Ready to Train a Mind That’s Not (Yet) Human?
Imagine being called in for a secret mission. A confidential client has entrusted us with something ambitious, strange, and thrilling: building a conversational AI that listens like a human, learns like a scholar, and speaks with purpose. This isn’t a product. It’s a presence. And it’s your chance to help shape it—right at the point where it all begins.
We’re assembling a select team of brilliant minds to work on a newly commissioned, stealth-mode project. The brief? Discreet. The data? One of a kind. The potential? Enormous. We can’t reveal the client’s name (yet), but trust us—when the curtains open, you’ll want to say you were there from the start.
If you’re excited by the unknown, passionate about intelligence (artificial and otherwise), and eager to leave your mark on something world-class and whisper-quiet (for now), then read on.
This isn’t just a job. It’s an origin story.
Role: Speech-to-Text Engineer
The Listener Who Teaches Machines to Hear
In this project, the first heartbeat is audio. And you? You’re the one who translates that heartbeat into language.
As our Speech-to-Text Engineer, you are the conductor between sound and sense—the one who extracts clarity from chaos, and tunes raw audio into structured, high-quality data that will form the backbone of our AI’s mind.
You’ll build the pipelines, fine-tune the engines, and obsess over accuracy like a sound engineer in a studio, knowing that every syllable matters. Because when the machine speaks, it will be because you listened first.
What You’ll Do
– Design and optimize large-scale transcription workflows (hybrid: automated + human QA)
– Set up and refine tools like Whisper, Kaldi, or custom models for diarization, punctuation, and segmentation
– Handle diverse, real-world audio—accents, background noise, overlapping speakers—and turn it into clean, reliable training data
– Automate pre-processing and post-processing workflows to handle thousands of hours of audio
– Collaborate closely with ML engineers to ensure transcripts align with model fine-tuning goals
– Innovate solutions for edge cases and audio anomalies (we want someone who says, “I got this” when the WAVs get weird)
Who You Are
– Deep experience in ASR systems (Automatic Speech Recognition), audio processing, or NLP
– You’ve worked with Whisper, Kaldi, or similar systems and can bend them to your will
– Comfortable working with large datasets and GPU-based processing pipelines
– You care about the details—a misplaced comma, a missed breath, a misattributed speaker all make your eye twitch
– Bonus: background in linguistics, signal processing, or building tools for annotation teams
– Bonus: You secretly wish all meetings were replaced by transcribed voice memos (and you’d build the pipeline for it yourself)
Our Culture & Core Beliefs
We are not building a team of average developers.
We are creating a precision squad of elite builders—the kind who run toward complex challenges, not away from them.
We believe in:
– No rank in the debrief — we speak truth, not title
– Radical accountability — no blame-shifting, no hiding
– Clarity, not noise — our conversations cut through
– Precision execution — good enough is never good enough
– Mutual elevation — we make each other better, or we’re doing it wrong
Our Selection Process
Joining this team means stepping into the big leagues.
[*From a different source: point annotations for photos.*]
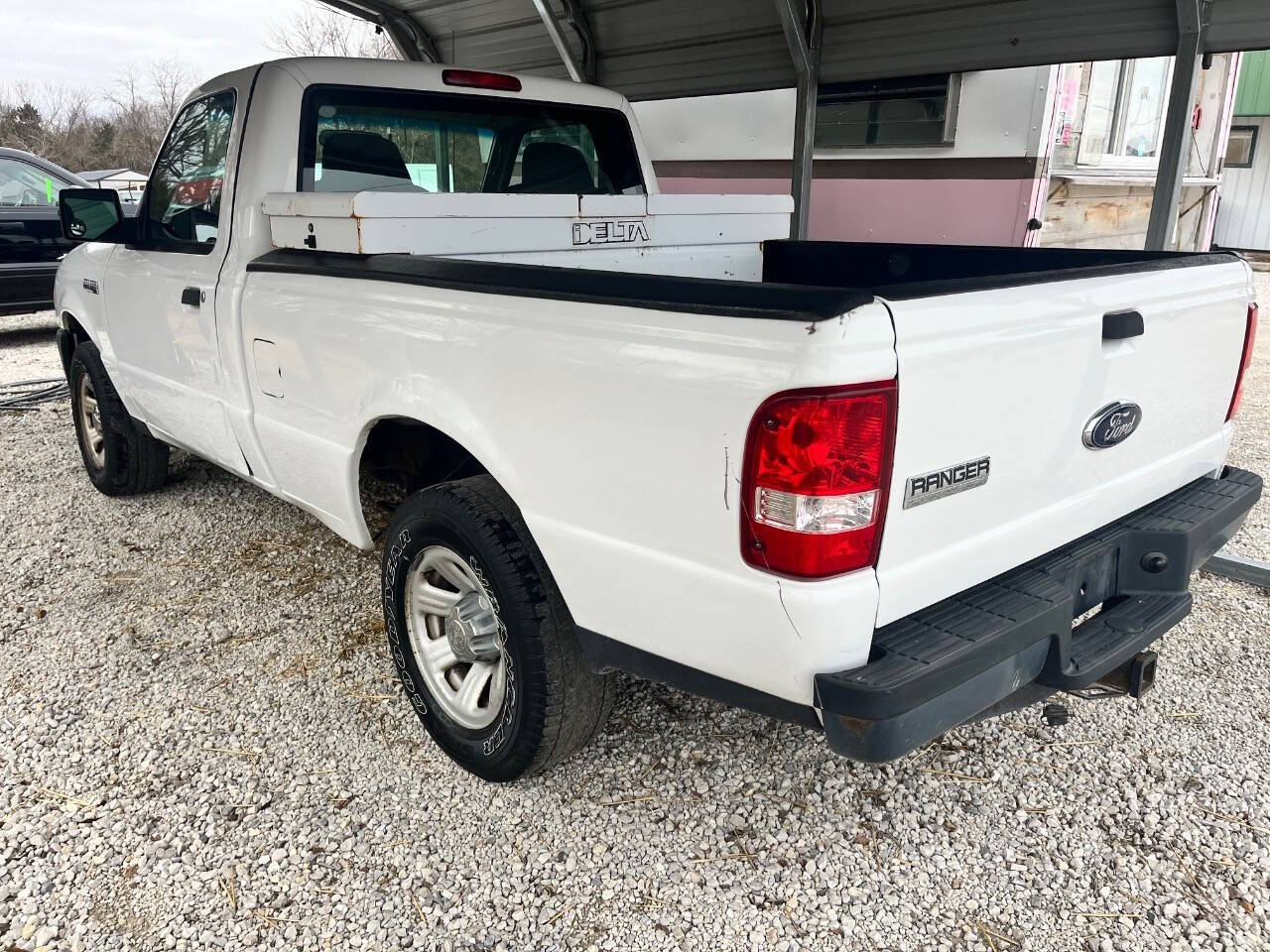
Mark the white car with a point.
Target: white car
(878, 490)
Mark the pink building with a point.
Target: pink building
(1052, 155)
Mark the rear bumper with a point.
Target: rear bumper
(943, 665)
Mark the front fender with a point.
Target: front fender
(75, 298)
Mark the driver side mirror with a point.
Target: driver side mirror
(94, 214)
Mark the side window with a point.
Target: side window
(185, 204)
(23, 185)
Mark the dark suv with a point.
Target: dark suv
(31, 236)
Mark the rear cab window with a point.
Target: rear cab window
(357, 139)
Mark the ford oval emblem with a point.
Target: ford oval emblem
(1112, 424)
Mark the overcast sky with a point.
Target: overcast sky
(89, 42)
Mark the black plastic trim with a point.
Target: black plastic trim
(903, 271)
(1121, 325)
(731, 298)
(606, 655)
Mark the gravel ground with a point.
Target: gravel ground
(206, 748)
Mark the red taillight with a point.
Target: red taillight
(1250, 338)
(480, 80)
(816, 477)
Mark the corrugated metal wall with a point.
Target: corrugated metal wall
(1243, 214)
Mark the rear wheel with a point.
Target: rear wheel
(480, 635)
(121, 458)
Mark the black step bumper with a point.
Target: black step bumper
(948, 662)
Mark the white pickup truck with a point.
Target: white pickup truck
(878, 490)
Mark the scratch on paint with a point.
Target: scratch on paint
(725, 479)
(780, 592)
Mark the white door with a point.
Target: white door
(162, 290)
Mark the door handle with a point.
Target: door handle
(1121, 325)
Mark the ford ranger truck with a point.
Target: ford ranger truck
(875, 489)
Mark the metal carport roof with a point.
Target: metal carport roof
(663, 49)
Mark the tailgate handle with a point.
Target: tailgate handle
(1121, 325)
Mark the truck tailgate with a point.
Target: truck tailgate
(1015, 375)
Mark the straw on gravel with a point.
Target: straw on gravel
(202, 747)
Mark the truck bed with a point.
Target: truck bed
(906, 271)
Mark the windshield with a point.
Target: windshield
(358, 140)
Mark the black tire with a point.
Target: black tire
(131, 461)
(556, 703)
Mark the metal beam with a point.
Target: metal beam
(579, 70)
(404, 31)
(1239, 569)
(1175, 148)
(802, 22)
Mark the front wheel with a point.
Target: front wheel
(121, 458)
(480, 635)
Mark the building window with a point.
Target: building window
(919, 111)
(1241, 148)
(1124, 112)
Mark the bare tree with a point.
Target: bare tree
(326, 32)
(118, 127)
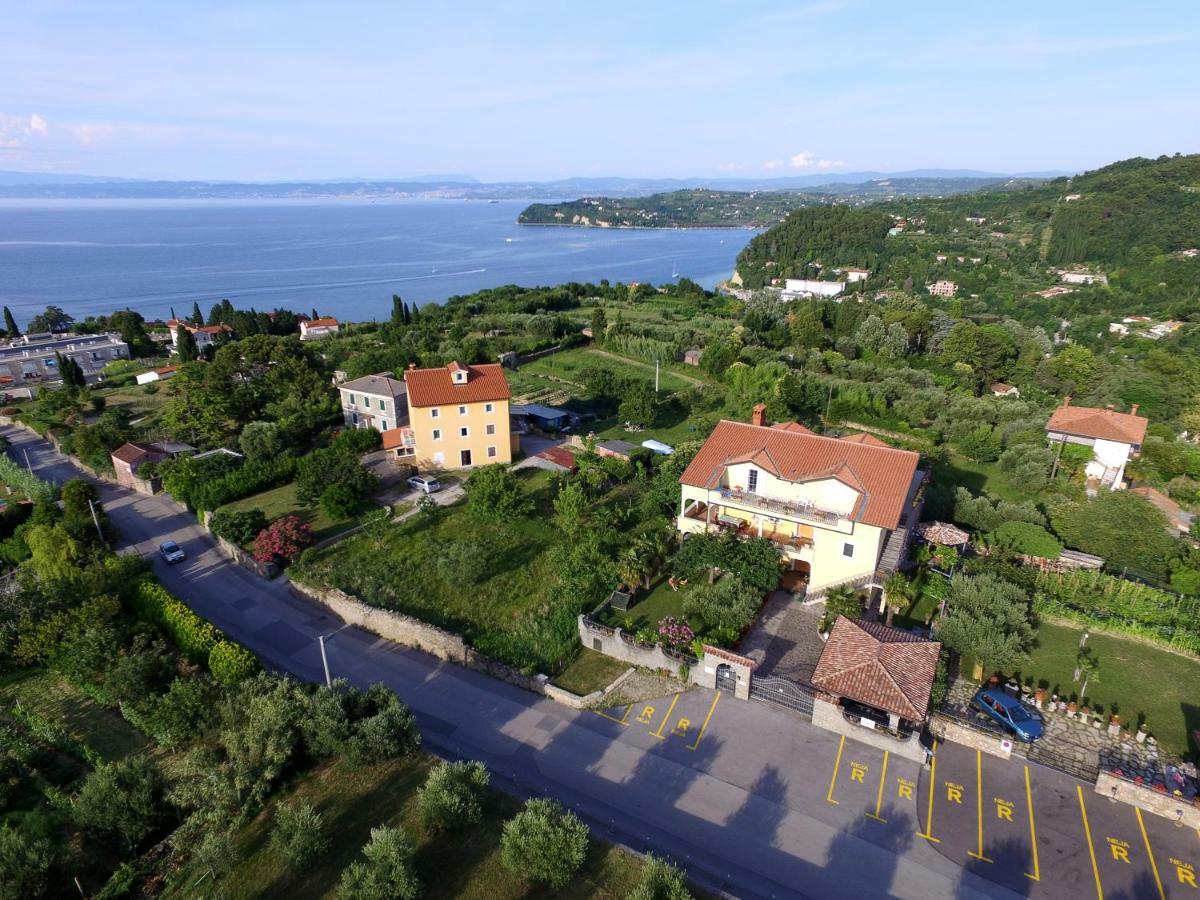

You’ll face a rigorous process designed to assess not just your skills—but your mindset, your values, and your edge:
– A values & culture interview
– Intelligence and pattern recognition testing
– Deep-dive personality & communication profiling
– A real-world challenge: clean and structure noisy audio data
– Final call with the founders: alignment, culture, future vision
We hire slow. We hire right. We hire for legacy.
Location & Compensation
– Work from our headquarters in Almere, The Netherlands
– We believe in team spirit built in person—like the Blue Angels, we train and fly together
– Pay is well above market average
– If you want Messi or Ronaldo, you don’t lowball.
– We invest in elite talent because this mission deserves nothing less.
If you’re the kind of engineer who wants to whisper to machines until they understand the human voice—join us. The system we’re building will speak because you helped it learn to listen.